For a second let’s ignore everything else, and if the MMPZ and Malaba are to be believed, then its patently clear for all to see, Zimbabweans  don’t give a hoot about credibility, they just want to read something, anything.

An excuse often proffered is that people buy Sunday Mail for the adverts, more tosh, advertisers advertise because the paper has readers, not the other way round.

I think the worst thing to happen to Zimbabwe journalism, is Bulawayo24.com, they have no sense of news whatsoever. Everything on the site is wrong, grammar, syntax, spelling, absolutely everything is wrong.

They can’t even cast a headline without making an error, and they have redefined the art of plagiarism; taking stories from other news organisations and passing them off as their own, and doing a bad job while at it, too.

But guess what, Bulawayo24 is one of the most popular Zimbabwean news sites and they have a high Google page ranking too.

No matter how bad it is, the website is giving the audience what they want and they are lapping it up big time, while older and better websites suffer to make an impression.

While in South Africa the most popular websites are TimesLive, M&G and City Press and in Kenya the Nation Media group rules the roost, in Zimbabwe Bulawayo24 is one of the top sites. Now if you catch my drift, you see the type of audience we serve.

As a newspaper, you try to sell as many copies as you can, reach a wider audience, and you should do this by being factual, credible and objective.

Try telling that to H-Metro, one of the best-selling tabloids on the market. They have no idea what media ethics are, their stories are badly written, but the public loves the paper and they are guaranteed of sales.

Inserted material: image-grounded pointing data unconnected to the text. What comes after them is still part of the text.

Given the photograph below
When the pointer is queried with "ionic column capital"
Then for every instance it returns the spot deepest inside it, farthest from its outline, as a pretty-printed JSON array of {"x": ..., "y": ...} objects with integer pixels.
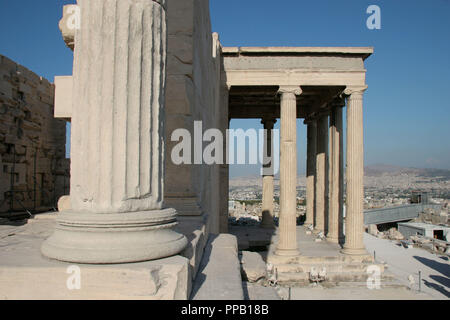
[
  {"x": 355, "y": 91},
  {"x": 268, "y": 122},
  {"x": 310, "y": 121},
  {"x": 296, "y": 90}
]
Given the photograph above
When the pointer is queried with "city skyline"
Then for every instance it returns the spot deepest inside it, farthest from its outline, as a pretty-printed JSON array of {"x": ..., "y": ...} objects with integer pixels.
[{"x": 406, "y": 113}]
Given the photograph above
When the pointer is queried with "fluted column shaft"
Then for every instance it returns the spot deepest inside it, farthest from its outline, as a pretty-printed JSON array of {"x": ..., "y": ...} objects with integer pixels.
[
  {"x": 321, "y": 173},
  {"x": 288, "y": 172},
  {"x": 354, "y": 221},
  {"x": 117, "y": 145},
  {"x": 336, "y": 172},
  {"x": 311, "y": 171},
  {"x": 267, "y": 172}
]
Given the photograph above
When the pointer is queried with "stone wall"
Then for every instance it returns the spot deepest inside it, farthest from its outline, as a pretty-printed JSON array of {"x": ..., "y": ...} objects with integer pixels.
[
  {"x": 32, "y": 142},
  {"x": 192, "y": 94}
]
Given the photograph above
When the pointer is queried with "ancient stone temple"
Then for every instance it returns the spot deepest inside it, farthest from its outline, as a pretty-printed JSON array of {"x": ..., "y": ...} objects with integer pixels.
[
  {"x": 143, "y": 69},
  {"x": 34, "y": 171}
]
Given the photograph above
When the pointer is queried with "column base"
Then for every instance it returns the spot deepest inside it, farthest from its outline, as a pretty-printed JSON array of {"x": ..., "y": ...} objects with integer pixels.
[
  {"x": 317, "y": 231},
  {"x": 335, "y": 239},
  {"x": 354, "y": 252},
  {"x": 267, "y": 225},
  {"x": 287, "y": 252},
  {"x": 114, "y": 238}
]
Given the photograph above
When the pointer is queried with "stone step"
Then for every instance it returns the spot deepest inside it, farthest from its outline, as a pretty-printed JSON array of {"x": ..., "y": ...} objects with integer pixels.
[
  {"x": 276, "y": 260},
  {"x": 302, "y": 278},
  {"x": 330, "y": 267},
  {"x": 219, "y": 276}
]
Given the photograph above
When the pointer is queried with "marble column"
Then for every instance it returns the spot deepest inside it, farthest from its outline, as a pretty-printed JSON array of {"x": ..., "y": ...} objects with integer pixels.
[
  {"x": 321, "y": 173},
  {"x": 354, "y": 221},
  {"x": 117, "y": 144},
  {"x": 287, "y": 245},
  {"x": 310, "y": 170},
  {"x": 334, "y": 233},
  {"x": 267, "y": 173}
]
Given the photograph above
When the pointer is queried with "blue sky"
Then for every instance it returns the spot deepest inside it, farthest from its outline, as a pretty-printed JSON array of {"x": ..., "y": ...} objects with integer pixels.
[{"x": 406, "y": 108}]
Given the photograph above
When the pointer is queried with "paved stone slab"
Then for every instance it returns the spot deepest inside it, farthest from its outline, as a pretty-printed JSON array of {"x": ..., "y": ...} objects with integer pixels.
[
  {"x": 219, "y": 277},
  {"x": 253, "y": 266},
  {"x": 253, "y": 291}
]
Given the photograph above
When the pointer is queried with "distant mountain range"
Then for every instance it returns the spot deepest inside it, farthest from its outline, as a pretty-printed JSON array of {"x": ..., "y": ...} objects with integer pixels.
[
  {"x": 378, "y": 170},
  {"x": 384, "y": 169}
]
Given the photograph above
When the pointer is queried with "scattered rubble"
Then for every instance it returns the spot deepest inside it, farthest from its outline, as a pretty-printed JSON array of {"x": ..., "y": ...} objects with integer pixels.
[{"x": 253, "y": 267}]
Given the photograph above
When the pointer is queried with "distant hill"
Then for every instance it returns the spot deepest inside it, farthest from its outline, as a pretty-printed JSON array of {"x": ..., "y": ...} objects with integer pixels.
[
  {"x": 376, "y": 170},
  {"x": 383, "y": 169}
]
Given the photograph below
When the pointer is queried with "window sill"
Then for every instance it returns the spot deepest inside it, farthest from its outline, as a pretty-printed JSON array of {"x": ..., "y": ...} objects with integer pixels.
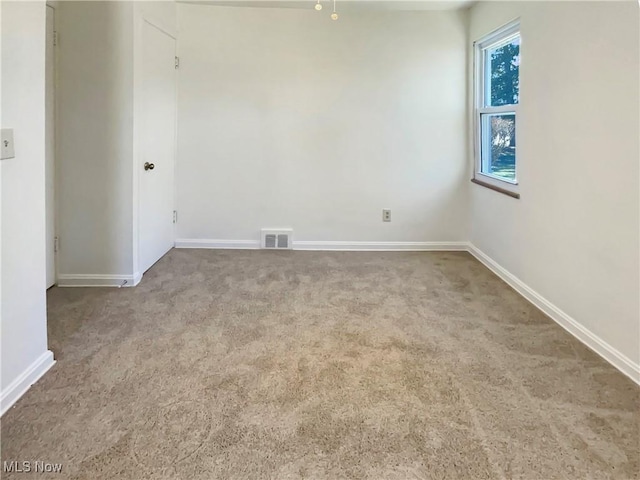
[{"x": 496, "y": 189}]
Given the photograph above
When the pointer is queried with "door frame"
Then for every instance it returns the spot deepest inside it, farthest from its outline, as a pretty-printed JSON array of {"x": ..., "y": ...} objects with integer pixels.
[
  {"x": 53, "y": 5},
  {"x": 139, "y": 21}
]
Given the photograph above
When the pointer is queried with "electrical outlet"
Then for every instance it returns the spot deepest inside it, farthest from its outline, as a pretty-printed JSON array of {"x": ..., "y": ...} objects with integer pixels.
[{"x": 6, "y": 144}]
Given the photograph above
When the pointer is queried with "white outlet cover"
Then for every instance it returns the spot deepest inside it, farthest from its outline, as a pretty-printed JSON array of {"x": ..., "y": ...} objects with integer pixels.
[{"x": 6, "y": 144}]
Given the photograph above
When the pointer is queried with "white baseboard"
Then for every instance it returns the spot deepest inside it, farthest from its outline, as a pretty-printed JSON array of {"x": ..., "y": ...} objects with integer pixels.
[
  {"x": 98, "y": 280},
  {"x": 327, "y": 245},
  {"x": 590, "y": 339},
  {"x": 218, "y": 244},
  {"x": 20, "y": 385},
  {"x": 380, "y": 246}
]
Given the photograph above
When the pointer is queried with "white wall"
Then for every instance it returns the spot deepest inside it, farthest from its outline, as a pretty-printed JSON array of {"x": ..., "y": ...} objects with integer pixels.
[
  {"x": 23, "y": 338},
  {"x": 573, "y": 236},
  {"x": 95, "y": 138},
  {"x": 288, "y": 119}
]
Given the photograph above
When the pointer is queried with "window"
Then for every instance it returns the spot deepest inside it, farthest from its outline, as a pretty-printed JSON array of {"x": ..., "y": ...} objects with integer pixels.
[{"x": 497, "y": 95}]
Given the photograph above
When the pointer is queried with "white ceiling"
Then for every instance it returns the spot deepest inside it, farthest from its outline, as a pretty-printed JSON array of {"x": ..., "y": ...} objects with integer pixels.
[{"x": 345, "y": 5}]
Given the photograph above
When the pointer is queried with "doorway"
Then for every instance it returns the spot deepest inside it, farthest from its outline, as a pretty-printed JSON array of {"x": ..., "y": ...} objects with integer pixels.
[
  {"x": 50, "y": 148},
  {"x": 157, "y": 144}
]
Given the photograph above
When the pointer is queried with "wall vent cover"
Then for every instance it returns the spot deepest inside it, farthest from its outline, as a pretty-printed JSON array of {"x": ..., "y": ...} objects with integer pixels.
[{"x": 278, "y": 239}]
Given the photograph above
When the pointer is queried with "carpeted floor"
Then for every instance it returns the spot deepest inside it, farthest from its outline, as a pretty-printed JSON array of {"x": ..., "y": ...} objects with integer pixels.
[{"x": 277, "y": 365}]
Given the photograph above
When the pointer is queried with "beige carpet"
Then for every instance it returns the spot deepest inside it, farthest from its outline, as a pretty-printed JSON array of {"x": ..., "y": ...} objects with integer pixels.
[{"x": 277, "y": 365}]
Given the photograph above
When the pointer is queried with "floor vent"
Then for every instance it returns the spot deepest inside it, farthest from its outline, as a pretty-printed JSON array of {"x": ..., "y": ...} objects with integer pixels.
[{"x": 276, "y": 239}]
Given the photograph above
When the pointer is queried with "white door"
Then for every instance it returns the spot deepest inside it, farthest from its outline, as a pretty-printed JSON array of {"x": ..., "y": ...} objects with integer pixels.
[
  {"x": 49, "y": 158},
  {"x": 157, "y": 145}
]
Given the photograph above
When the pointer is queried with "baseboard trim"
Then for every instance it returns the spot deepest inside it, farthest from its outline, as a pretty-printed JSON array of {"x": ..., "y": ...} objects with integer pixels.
[
  {"x": 590, "y": 339},
  {"x": 218, "y": 244},
  {"x": 98, "y": 280},
  {"x": 327, "y": 245},
  {"x": 380, "y": 246},
  {"x": 20, "y": 385}
]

And who remembers Baba Jukwa, a phantom character who claimed to reveal President Robert Mugabe’s party’s secrets. He was the toast of the town, a celebrity of sorts, with newspapers splashing stories about him.

And the readers loved newspapers that reminded us how many followers he had on Facebook and what “secrets” he had revealed.

Never mind that he hardly gave us anything new that was not in the rumour circles already, but Zimbabweans loved the guy.

Any editor worth his salt, whether s/he agreed or not, had to choose between sales and “credibility” and in such cases the bottom line always prevails.

Someone once quipped that Zimbabweans love gossip and in this case I am inclined to believe.

Another headline that made any self-respecting journalist cringe was “Mujuru ally daughter dies in horror crash”. This story was the lead story in NewsDay and was published more than two years ago, but I remember it vividly.

The editor was vilified and ridiculed, but in his defence, the paper sold out and the publishers smiled all the way to the bank.

So while we point our fingers at journalists and accuse them of all sorts, the truth is the audience might not be as sophisticated as we may want them to be.

While some things journalists do are inexcusable, the audience’s expectations are not too high and we might just be giving them what they want.